I’ve been somewhat absent lately because, truth be told, I’ve been struggling with my health. I want to share something deeply personal today; something that I’m sharing, not for pity, but for the realization that you must always advocate for yourself at all costs.
I mentioned a few weeks ago that I was diagnosed with Lyme Disease. After months of feeling like absolute garbage and watching my healthy body continue to fail me in ways I couldn’t fathom, I thought I finally had an answer. What I didn’t expect is that that answer would come with doctors challenging it. Physicians questioning my symptoms. Medical professionals doubting the reality of what Lyme Disease really is. I never expected that, after a legitimate diagnosis, I would have to fight for a treatment.
Once I received my initial diagnosis, I was put on a 14-day regimen of doxycycline which, when caught early, can nip Lyme in the bud. However, I don’t know when I was bit. I didn’t have a contact rash, I never picked off a tick, and Lyme isn’t prevalent here in the PNW. Our best guess is that I was bit at some point back East. In theory, this makes sense. My symptoms are those of chronic Lyme, or late stage Lyme. My joints are achy and painful. I have blinding headaches. I’m exhausted, regardless of how much sleep I get. My hands are numb and tingling. Most worrisome of all, however, are my short term memory issues.
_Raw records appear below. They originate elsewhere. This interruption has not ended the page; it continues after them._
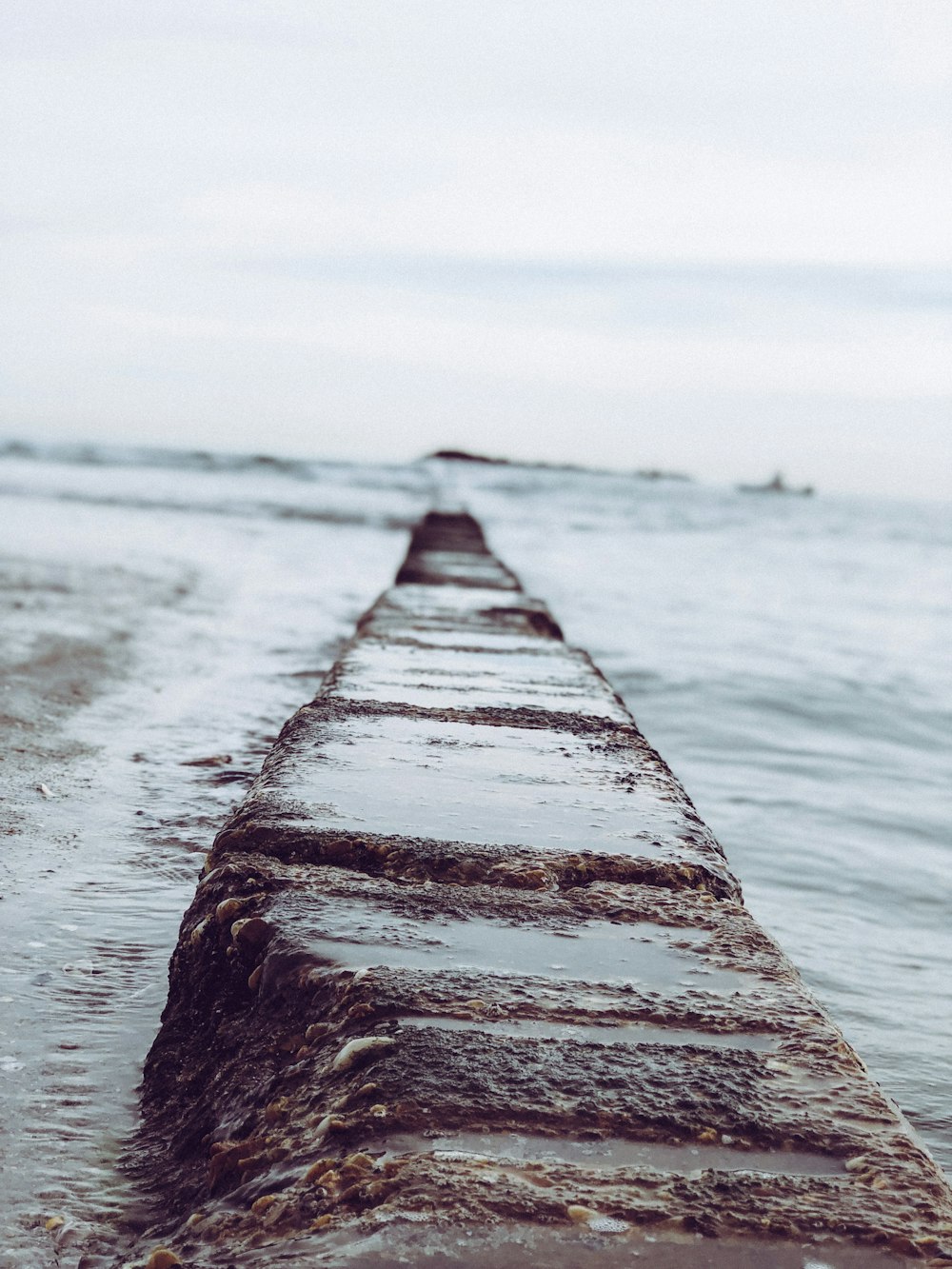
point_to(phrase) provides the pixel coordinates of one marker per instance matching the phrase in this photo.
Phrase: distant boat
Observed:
(777, 486)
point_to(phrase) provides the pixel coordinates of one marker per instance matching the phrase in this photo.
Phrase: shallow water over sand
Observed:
(787, 659)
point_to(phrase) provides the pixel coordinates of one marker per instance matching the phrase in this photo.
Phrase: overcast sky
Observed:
(703, 233)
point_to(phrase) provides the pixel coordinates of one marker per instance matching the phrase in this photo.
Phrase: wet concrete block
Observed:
(467, 981)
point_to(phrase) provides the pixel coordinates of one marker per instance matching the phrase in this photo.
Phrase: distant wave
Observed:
(268, 510)
(144, 456)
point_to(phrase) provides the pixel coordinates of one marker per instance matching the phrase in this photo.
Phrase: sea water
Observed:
(788, 658)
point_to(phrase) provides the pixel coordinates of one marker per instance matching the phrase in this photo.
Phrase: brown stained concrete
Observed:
(468, 981)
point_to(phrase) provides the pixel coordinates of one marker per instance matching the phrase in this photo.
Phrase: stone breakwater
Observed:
(467, 980)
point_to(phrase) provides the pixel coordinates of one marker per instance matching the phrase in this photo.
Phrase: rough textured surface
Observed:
(468, 981)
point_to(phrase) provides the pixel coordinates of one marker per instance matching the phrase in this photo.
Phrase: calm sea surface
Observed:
(788, 656)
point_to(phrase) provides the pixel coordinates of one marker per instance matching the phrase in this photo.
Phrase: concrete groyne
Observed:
(468, 981)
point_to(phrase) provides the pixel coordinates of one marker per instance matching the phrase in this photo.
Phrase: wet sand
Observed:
(117, 677)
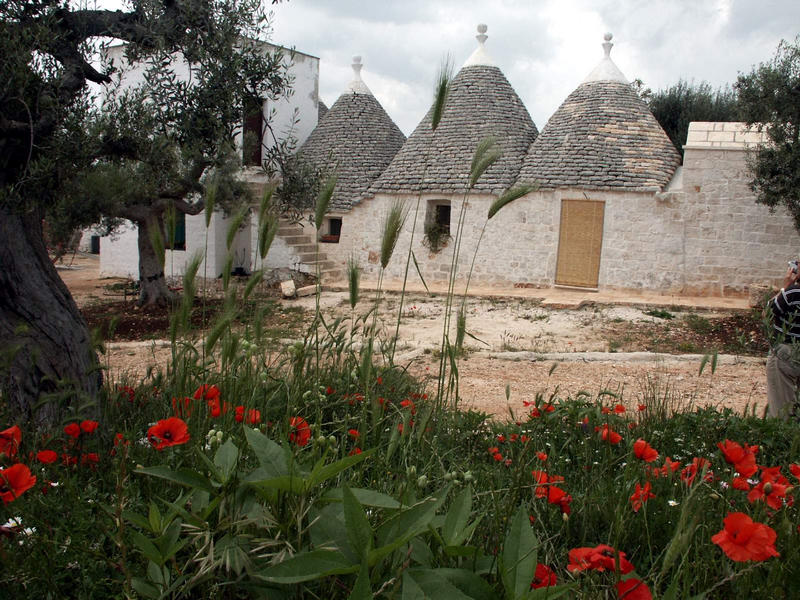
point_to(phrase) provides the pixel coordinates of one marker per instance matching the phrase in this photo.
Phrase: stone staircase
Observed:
(301, 240)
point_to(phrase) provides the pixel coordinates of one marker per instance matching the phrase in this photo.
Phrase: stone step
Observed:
(309, 257)
(297, 240)
(323, 264)
(331, 275)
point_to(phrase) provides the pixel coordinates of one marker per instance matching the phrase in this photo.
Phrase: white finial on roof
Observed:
(606, 70)
(357, 86)
(480, 56)
(607, 45)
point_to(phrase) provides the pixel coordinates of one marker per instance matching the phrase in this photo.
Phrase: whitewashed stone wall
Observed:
(704, 235)
(732, 243)
(513, 251)
(119, 253)
(295, 115)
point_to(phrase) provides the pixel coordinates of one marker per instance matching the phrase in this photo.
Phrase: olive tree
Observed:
(46, 67)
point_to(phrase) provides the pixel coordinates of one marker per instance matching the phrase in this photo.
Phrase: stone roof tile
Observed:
(481, 103)
(358, 139)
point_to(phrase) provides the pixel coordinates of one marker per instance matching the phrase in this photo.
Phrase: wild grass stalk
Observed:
(487, 152)
(442, 90)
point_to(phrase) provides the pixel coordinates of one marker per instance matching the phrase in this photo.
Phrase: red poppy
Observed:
(89, 426)
(217, 407)
(670, 466)
(46, 456)
(742, 539)
(599, 558)
(9, 440)
(299, 431)
(633, 589)
(14, 481)
(644, 451)
(91, 459)
(127, 392)
(168, 432)
(640, 496)
(182, 407)
(743, 458)
(544, 576)
(772, 489)
(251, 417)
(73, 430)
(206, 392)
(610, 436)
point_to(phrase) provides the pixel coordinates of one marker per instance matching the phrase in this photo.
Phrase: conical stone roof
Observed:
(481, 103)
(356, 138)
(603, 137)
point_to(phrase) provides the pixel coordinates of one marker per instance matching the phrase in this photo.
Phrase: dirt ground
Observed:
(638, 352)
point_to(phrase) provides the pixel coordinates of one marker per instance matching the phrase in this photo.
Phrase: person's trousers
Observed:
(783, 376)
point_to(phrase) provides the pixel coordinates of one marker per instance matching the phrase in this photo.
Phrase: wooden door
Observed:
(580, 242)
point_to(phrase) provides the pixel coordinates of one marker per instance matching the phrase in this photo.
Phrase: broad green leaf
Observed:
(154, 518)
(308, 566)
(460, 550)
(468, 582)
(136, 519)
(269, 454)
(365, 497)
(412, 521)
(359, 531)
(551, 593)
(411, 589)
(362, 589)
(144, 589)
(285, 483)
(457, 518)
(185, 477)
(519, 555)
(329, 531)
(147, 548)
(433, 585)
(333, 469)
(226, 458)
(155, 574)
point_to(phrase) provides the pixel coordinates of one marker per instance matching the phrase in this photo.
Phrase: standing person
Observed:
(783, 362)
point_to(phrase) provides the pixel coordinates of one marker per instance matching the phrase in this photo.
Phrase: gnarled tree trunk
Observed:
(45, 341)
(153, 288)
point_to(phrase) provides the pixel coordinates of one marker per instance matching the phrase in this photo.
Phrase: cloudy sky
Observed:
(544, 47)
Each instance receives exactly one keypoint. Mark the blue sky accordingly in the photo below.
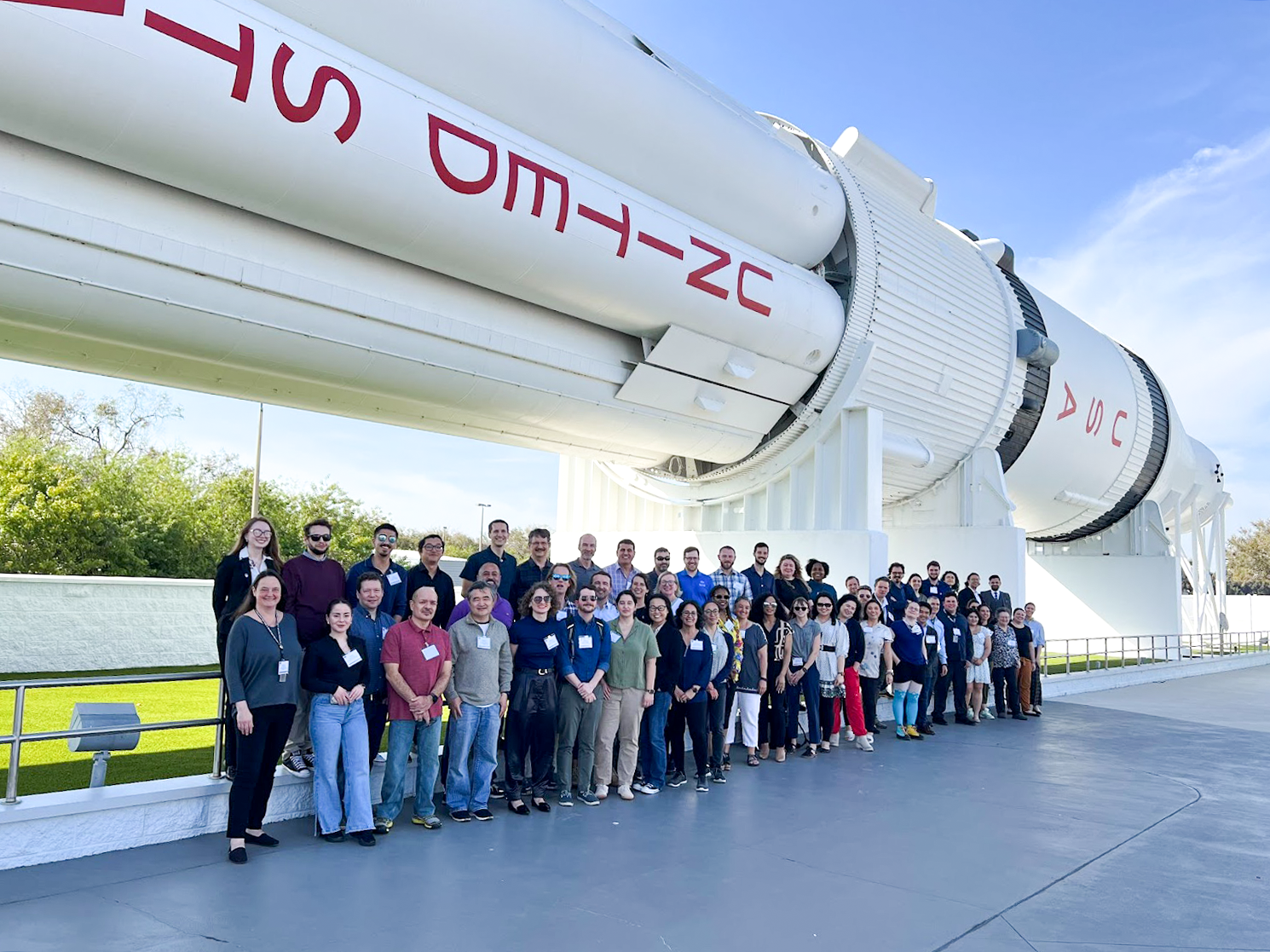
(1122, 148)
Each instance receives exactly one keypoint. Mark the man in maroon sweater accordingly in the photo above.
(310, 581)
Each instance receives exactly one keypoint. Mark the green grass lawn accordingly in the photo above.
(49, 765)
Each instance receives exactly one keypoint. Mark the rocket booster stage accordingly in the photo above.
(523, 223)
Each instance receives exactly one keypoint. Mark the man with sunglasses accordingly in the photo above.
(310, 583)
(383, 542)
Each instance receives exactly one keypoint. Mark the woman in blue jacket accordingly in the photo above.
(689, 707)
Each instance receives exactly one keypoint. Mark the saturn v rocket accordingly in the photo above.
(521, 222)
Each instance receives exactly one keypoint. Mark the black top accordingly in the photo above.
(669, 643)
(326, 668)
(417, 578)
(789, 591)
(1023, 636)
(233, 581)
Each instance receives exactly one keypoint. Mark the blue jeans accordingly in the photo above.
(401, 736)
(474, 734)
(652, 741)
(336, 728)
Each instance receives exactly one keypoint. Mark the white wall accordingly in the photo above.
(69, 624)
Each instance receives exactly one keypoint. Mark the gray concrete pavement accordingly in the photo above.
(1100, 827)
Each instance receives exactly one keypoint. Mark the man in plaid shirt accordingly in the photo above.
(736, 584)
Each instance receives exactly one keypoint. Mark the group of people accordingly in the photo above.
(574, 664)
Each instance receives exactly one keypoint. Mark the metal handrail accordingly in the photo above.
(20, 701)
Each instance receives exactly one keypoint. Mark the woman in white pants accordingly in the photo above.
(752, 681)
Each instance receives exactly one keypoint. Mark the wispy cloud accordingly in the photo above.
(1179, 270)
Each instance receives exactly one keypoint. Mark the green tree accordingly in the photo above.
(1247, 560)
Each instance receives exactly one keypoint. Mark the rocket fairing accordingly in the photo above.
(531, 228)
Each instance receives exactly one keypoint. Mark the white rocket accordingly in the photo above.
(520, 222)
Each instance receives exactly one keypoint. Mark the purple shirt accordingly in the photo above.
(502, 612)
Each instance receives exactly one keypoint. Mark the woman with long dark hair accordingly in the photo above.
(262, 678)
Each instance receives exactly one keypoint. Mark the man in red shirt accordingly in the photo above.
(417, 664)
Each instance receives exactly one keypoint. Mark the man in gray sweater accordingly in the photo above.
(477, 701)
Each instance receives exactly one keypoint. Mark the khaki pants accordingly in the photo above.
(620, 718)
(1025, 668)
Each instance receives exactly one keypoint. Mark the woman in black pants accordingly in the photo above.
(689, 707)
(254, 551)
(262, 678)
(771, 713)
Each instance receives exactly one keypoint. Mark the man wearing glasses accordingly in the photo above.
(381, 563)
(430, 574)
(310, 583)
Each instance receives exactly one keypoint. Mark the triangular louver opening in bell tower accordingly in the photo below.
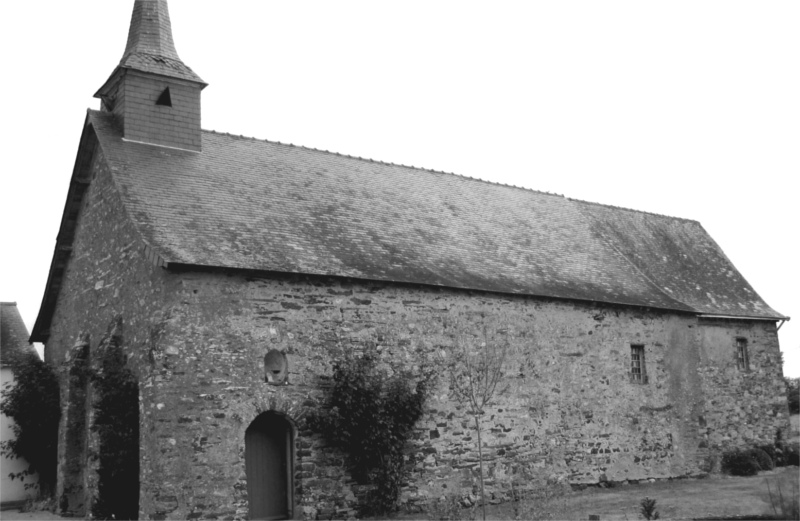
(154, 95)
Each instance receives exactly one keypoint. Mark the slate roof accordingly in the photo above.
(13, 335)
(258, 205)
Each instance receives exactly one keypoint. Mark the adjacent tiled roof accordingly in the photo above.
(13, 335)
(249, 204)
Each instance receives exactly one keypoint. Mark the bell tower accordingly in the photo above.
(152, 93)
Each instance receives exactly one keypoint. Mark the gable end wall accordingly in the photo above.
(107, 275)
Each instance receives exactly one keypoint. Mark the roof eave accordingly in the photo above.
(768, 318)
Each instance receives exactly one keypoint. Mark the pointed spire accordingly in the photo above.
(150, 45)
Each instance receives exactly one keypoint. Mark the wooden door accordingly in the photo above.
(268, 464)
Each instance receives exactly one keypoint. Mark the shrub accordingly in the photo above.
(33, 403)
(762, 458)
(370, 415)
(793, 394)
(116, 422)
(784, 497)
(739, 463)
(648, 509)
(792, 453)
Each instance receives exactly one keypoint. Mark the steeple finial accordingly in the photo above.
(151, 31)
(153, 95)
(150, 46)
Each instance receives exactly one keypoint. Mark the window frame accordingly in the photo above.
(742, 354)
(638, 365)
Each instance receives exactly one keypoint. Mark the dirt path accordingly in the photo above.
(719, 496)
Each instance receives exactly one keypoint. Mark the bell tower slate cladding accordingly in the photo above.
(149, 73)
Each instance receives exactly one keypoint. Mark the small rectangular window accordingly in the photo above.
(742, 358)
(638, 369)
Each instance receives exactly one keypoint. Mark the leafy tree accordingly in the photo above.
(33, 403)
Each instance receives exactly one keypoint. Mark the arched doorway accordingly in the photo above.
(268, 459)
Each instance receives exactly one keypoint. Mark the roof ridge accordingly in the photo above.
(632, 210)
(380, 162)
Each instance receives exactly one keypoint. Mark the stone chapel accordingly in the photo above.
(636, 350)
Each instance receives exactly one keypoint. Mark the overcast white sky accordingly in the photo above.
(684, 108)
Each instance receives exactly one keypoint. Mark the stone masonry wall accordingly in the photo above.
(744, 406)
(108, 275)
(570, 412)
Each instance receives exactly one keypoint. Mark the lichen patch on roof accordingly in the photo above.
(249, 204)
(13, 336)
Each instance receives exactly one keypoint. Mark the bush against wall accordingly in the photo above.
(116, 424)
(369, 414)
(33, 403)
(793, 394)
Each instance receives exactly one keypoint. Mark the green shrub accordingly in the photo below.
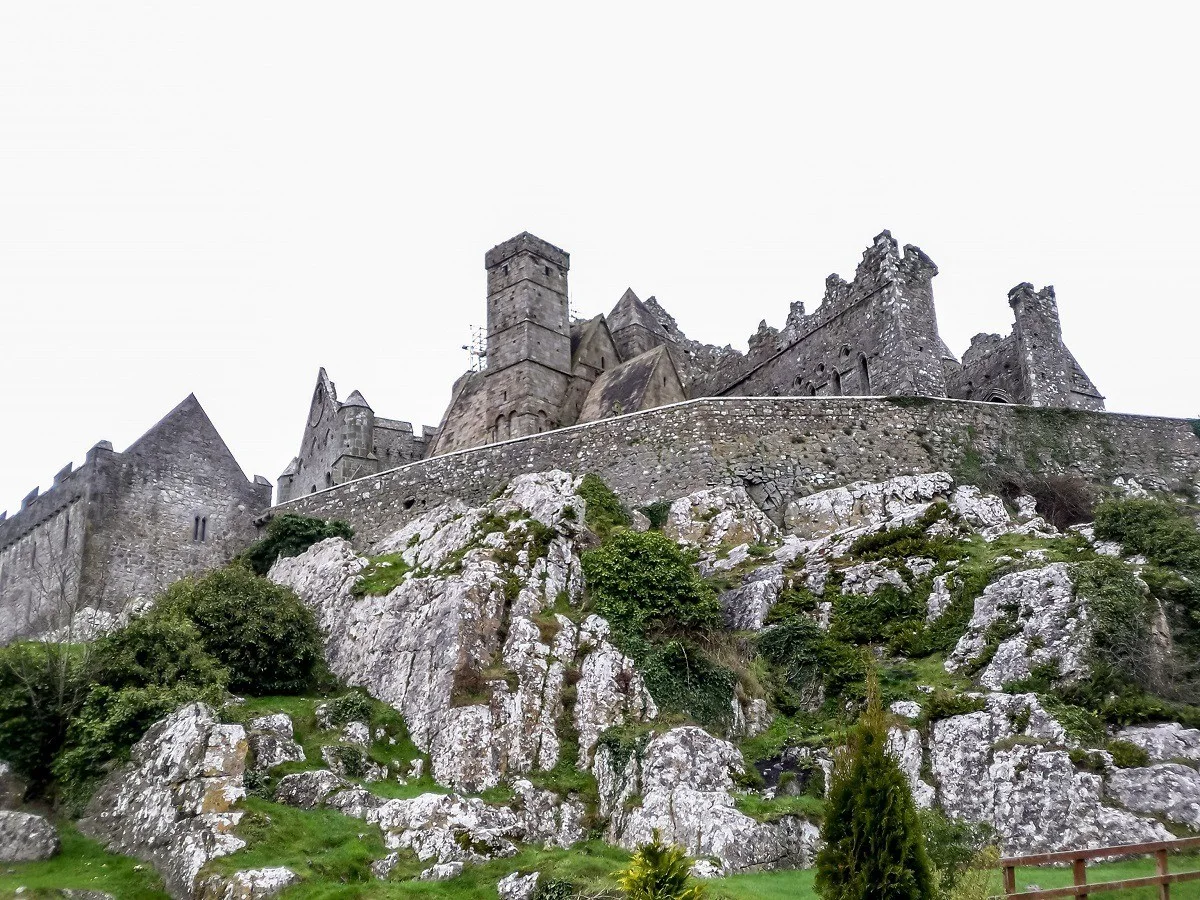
(682, 679)
(880, 617)
(555, 889)
(953, 846)
(138, 676)
(382, 575)
(657, 513)
(659, 871)
(353, 707)
(645, 585)
(1122, 621)
(943, 705)
(874, 846)
(289, 535)
(1127, 756)
(801, 654)
(41, 689)
(1163, 531)
(156, 649)
(261, 631)
(605, 511)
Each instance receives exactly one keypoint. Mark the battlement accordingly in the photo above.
(779, 448)
(526, 243)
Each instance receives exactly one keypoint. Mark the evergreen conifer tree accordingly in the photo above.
(874, 847)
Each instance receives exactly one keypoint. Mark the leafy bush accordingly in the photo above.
(261, 631)
(657, 513)
(1127, 756)
(645, 583)
(874, 846)
(289, 535)
(880, 617)
(682, 679)
(138, 675)
(953, 846)
(605, 511)
(659, 871)
(353, 707)
(41, 689)
(1122, 648)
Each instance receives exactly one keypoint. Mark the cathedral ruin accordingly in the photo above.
(875, 335)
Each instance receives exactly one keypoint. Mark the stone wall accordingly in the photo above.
(42, 552)
(781, 448)
(126, 525)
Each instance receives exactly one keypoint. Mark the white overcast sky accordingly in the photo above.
(222, 197)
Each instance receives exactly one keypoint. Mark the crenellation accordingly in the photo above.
(124, 526)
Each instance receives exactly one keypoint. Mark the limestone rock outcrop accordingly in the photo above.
(684, 779)
(25, 838)
(174, 803)
(1048, 624)
(477, 601)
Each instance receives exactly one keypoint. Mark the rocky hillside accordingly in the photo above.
(565, 670)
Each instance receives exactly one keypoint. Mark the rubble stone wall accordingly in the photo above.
(780, 448)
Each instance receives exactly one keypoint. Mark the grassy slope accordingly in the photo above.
(84, 865)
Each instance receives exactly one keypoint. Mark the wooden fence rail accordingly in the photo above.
(1078, 859)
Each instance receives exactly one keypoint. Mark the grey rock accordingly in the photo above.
(685, 784)
(25, 838)
(309, 790)
(517, 886)
(271, 742)
(1167, 790)
(1051, 627)
(442, 871)
(174, 803)
(1164, 742)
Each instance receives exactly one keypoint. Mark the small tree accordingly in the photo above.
(261, 631)
(659, 871)
(874, 846)
(289, 535)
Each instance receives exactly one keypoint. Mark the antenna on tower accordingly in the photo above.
(477, 349)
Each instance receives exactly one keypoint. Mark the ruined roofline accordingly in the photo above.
(531, 243)
(718, 401)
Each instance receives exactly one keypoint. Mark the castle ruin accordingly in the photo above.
(126, 525)
(875, 335)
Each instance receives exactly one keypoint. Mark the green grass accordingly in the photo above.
(83, 865)
(382, 575)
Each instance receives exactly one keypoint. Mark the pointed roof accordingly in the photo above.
(357, 400)
(631, 311)
(186, 424)
(631, 385)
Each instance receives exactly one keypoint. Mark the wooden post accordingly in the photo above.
(1079, 867)
(1164, 888)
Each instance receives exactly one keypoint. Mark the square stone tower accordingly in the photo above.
(528, 336)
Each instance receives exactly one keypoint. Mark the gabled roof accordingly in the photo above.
(633, 385)
(631, 311)
(186, 424)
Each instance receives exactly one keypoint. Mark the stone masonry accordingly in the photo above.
(875, 335)
(781, 448)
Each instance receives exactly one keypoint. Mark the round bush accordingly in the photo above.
(261, 631)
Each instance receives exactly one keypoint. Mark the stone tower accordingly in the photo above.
(528, 336)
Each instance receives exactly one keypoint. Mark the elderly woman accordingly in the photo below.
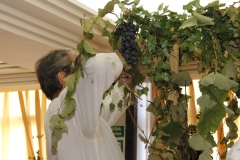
(89, 136)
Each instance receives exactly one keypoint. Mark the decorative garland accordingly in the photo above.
(208, 35)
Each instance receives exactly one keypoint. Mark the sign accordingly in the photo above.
(118, 131)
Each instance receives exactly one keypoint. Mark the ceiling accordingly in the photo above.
(30, 28)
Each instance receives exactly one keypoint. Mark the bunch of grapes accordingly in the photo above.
(128, 49)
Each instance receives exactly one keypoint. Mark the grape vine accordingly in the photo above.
(128, 49)
(208, 35)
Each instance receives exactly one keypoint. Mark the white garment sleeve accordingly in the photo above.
(111, 116)
(100, 72)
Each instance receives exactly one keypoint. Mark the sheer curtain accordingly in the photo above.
(21, 124)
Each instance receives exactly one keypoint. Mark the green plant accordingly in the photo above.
(208, 35)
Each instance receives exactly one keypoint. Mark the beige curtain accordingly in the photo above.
(21, 124)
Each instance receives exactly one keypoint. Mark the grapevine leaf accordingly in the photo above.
(219, 96)
(108, 8)
(159, 144)
(220, 81)
(165, 9)
(112, 106)
(189, 23)
(230, 144)
(160, 7)
(173, 129)
(69, 108)
(210, 119)
(146, 60)
(87, 25)
(80, 46)
(211, 140)
(168, 156)
(229, 70)
(56, 134)
(231, 124)
(88, 48)
(120, 105)
(99, 21)
(203, 19)
(83, 61)
(198, 142)
(205, 102)
(136, 2)
(163, 65)
(205, 156)
(181, 78)
(56, 122)
(212, 4)
(232, 135)
(154, 156)
(142, 138)
(179, 112)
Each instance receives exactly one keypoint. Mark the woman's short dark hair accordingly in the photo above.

I’ll be driving with the kids and forget what I’m doing and how to do it.
On Friday afternoon, after struggling with worsening symptoms, I went to my doctor who admitted she knew nothing of Lyme. She called infectious diseases (ID), who recommended I go through the ER to have IV antibiotics administered. So, following their judgment, I made hurried arrangements for the kids and the pets because Ryan’s still deployed, and headed to the ER. I underwent a CT, multiple EKGs, and a spinal tap, all of which came out clear, which is amazing, but doesn’t answer to my symptoms. I went there for IV antibiotics. However, I was discharged with a flippant, “Your potassium is low. Eat a potato and a banana. Let the Lyme run its course.”
I was at my lowest of lows on Saturday after being discharged. I’ve never felt more crazy or more invalidated. I’ve never before questioned my own sanity, wondering if it was possible that maybe he was right. Maybe, despite a clearly positive diagnosis, it was all in my head? I’m immensely grateful to wonderful friends who talked me off that cliff and reminded me that, no, it’s not all in my head. While in the ER, the doctors were quick to offer me IV narcotics for pain (which I readily denied). They were not, however, prepared to administer the antibiotics for which I was sent in the first place. I’ve watched family suffer from Lyme Disease for years. I watched it cripple my sister in her senior year of high school. Lyme is real, and it’s debilitating, and worst of all – it’s invisible.
In defense of the doctors in the ER – it wasn’t the right place to go. I shouldn’t have been sent there in the first place, and I informed the ID doctor of that when she called late on Saturday to see how I was feeling. The real issue is that Lyme Disease and treatments are murky, at best. Like many invisible illnesses, it’s misunderstood, under-treated, and too often misdiagnosed as it masquerades as a host of other illnesses.
I have a long way to go before I get better, but I’m going to find the right doctors to help me treat not just my symptoms, but the underlying issues causing them, as well. I deserve it. My family deserves it, and I’m so grateful to those out there helping me find the right people to get proper treatment. Most of all though, I’m grateful for the love and support of those who remind me that I’m not totally crazy (at least not about this).
So, for whoever else needs to hear this today:
Lyme Disease is real. Your symptoms are real. Your struggles are valid. Keep fighting.